Sky Guardian Beats Reaper for RAAF
The Australian Minister of Defense has announced that the MQ-9B Sky Guardian has been down-selected over the MQ-9A Reaper in Australia’s Medium Altitude Long Endurance Remotely Piloted Aircraft System (MALE RPAS) program known as AIR 7003.
The MQ-9B was selected over the Israel Aerospace Industries Heron TP and the MQ-9A Reaper. The requirement for the MALE RPAS dates to the Australian government’s Defense White Paper issued in 2016 which called for the adoption of unmanned platforms to increase the ADF’s (Australian Defence Force’s) ISR or intelligence, surveillance and reconnaissance capability both for conventional war scenarios and counter-terrorism and similar special operations.
The RAAF are also purchasing as many as six Northrop Grumman MQ-4C Tritons in their multi-intelligence or MULTI-INT variant which are optimised for ISR including signals intelligence, under their AIR 7000 Phase 1B program. The MQ-4Cs will offer long loiter maritime surveillance, operating in concert with 15 Boeing P-8A Poseidons (replacing the AP-3C Orion) which have also been purchased to increase capability in anti-submarine warfare, maritime strike, and search and rescue along Australia’s immense coastlines.
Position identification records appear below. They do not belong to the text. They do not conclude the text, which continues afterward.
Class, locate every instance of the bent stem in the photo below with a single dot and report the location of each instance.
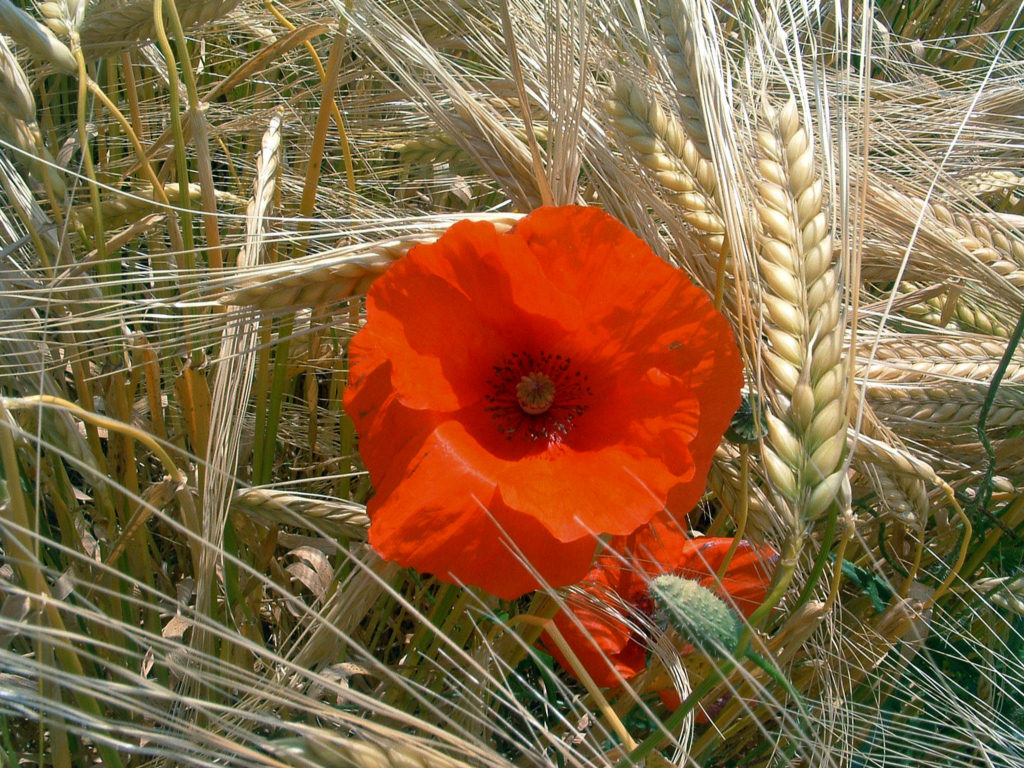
(607, 713)
(675, 720)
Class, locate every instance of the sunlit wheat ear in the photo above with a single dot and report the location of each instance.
(902, 495)
(926, 402)
(17, 121)
(336, 274)
(803, 324)
(336, 518)
(120, 209)
(15, 94)
(35, 38)
(966, 314)
(680, 54)
(726, 481)
(231, 385)
(436, 148)
(1003, 254)
(109, 25)
(994, 186)
(672, 158)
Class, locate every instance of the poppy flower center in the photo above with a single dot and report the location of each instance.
(536, 392)
(540, 396)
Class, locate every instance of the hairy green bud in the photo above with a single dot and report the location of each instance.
(697, 613)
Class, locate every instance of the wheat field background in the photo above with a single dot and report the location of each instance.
(196, 197)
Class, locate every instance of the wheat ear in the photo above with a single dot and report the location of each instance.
(334, 275)
(279, 507)
(108, 25)
(672, 158)
(967, 314)
(15, 93)
(125, 208)
(807, 422)
(676, 27)
(1003, 254)
(35, 38)
(991, 185)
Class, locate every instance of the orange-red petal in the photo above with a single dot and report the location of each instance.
(454, 460)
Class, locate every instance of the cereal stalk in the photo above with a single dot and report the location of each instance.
(673, 159)
(803, 456)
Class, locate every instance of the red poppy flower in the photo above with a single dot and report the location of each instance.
(607, 641)
(517, 394)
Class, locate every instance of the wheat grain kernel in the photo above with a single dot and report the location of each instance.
(780, 254)
(829, 491)
(780, 281)
(826, 456)
(779, 474)
(785, 345)
(781, 369)
(777, 224)
(802, 406)
(784, 314)
(783, 440)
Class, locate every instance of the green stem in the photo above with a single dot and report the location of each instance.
(675, 720)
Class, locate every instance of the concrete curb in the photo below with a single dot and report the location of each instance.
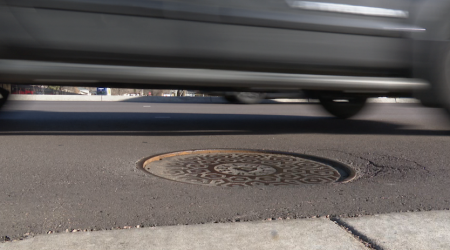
(160, 99)
(410, 230)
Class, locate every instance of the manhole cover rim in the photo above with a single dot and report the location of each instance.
(338, 166)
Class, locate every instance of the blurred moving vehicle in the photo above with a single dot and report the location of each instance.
(339, 51)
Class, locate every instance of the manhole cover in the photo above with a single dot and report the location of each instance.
(245, 168)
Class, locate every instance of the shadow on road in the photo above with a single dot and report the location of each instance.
(189, 124)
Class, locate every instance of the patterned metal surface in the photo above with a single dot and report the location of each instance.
(242, 169)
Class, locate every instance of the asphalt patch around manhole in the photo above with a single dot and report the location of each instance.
(243, 168)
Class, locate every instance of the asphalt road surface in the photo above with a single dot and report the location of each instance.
(72, 165)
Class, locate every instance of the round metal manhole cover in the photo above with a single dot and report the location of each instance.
(230, 168)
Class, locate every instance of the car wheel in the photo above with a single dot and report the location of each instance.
(343, 108)
(3, 96)
(245, 97)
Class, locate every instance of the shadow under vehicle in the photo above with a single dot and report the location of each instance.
(340, 51)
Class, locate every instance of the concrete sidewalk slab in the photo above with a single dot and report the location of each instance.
(419, 230)
(308, 234)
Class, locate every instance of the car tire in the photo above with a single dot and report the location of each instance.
(245, 97)
(343, 108)
(438, 74)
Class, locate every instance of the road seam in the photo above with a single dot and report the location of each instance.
(366, 241)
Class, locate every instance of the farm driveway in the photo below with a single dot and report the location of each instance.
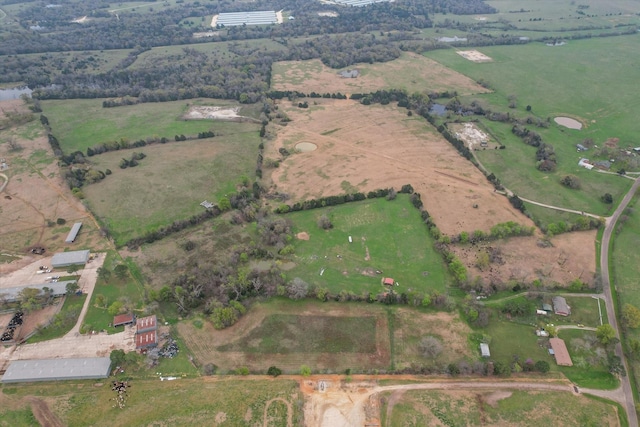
(87, 282)
(353, 404)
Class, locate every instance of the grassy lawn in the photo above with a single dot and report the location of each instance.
(63, 321)
(388, 236)
(522, 408)
(185, 402)
(282, 333)
(82, 123)
(170, 183)
(98, 318)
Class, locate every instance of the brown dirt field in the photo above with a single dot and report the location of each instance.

The Defence Minister Linda Reynolds noted that the selection of the MQ-9B offered a complementary capability to the F-35 due to replace RAAF FA/18s; “Cutting-edge technology of this kind, with advanced sensors and systems, would complement advanced aircraft such as the F-35 Joint Strike Fighter and ensure that ADF maintains state-of-the-art capability.”
The decision to adopt the MQ-9B will not, however, be made until 2021/2022. It is expected the RAAF will purchase between 12 and 16 of the platforms with a program cost reported at $1.3 billion AUD ($880 million USD). MQ-9B is currently entering service with the Royal Air Force (RAF) as the Protector RG Mk1. Reports indicate that a key factor in the RAAF’s selection was the ability for the MQ-9B to be certified to fly within civilian airspace which also proved instrumental in the RAF’s decision to adopt the platform.
The Sky Guardian is able to carry 2,155kg of stores and ordnance over nine external hardpoints and 363kg internally and can operate at a ceiling of 40,000 feet. Variants of the platform are currently flown by France, Italy and the United States with Belgium, the Netherlands, Spain and the UK currently at various stages of procuring the platform.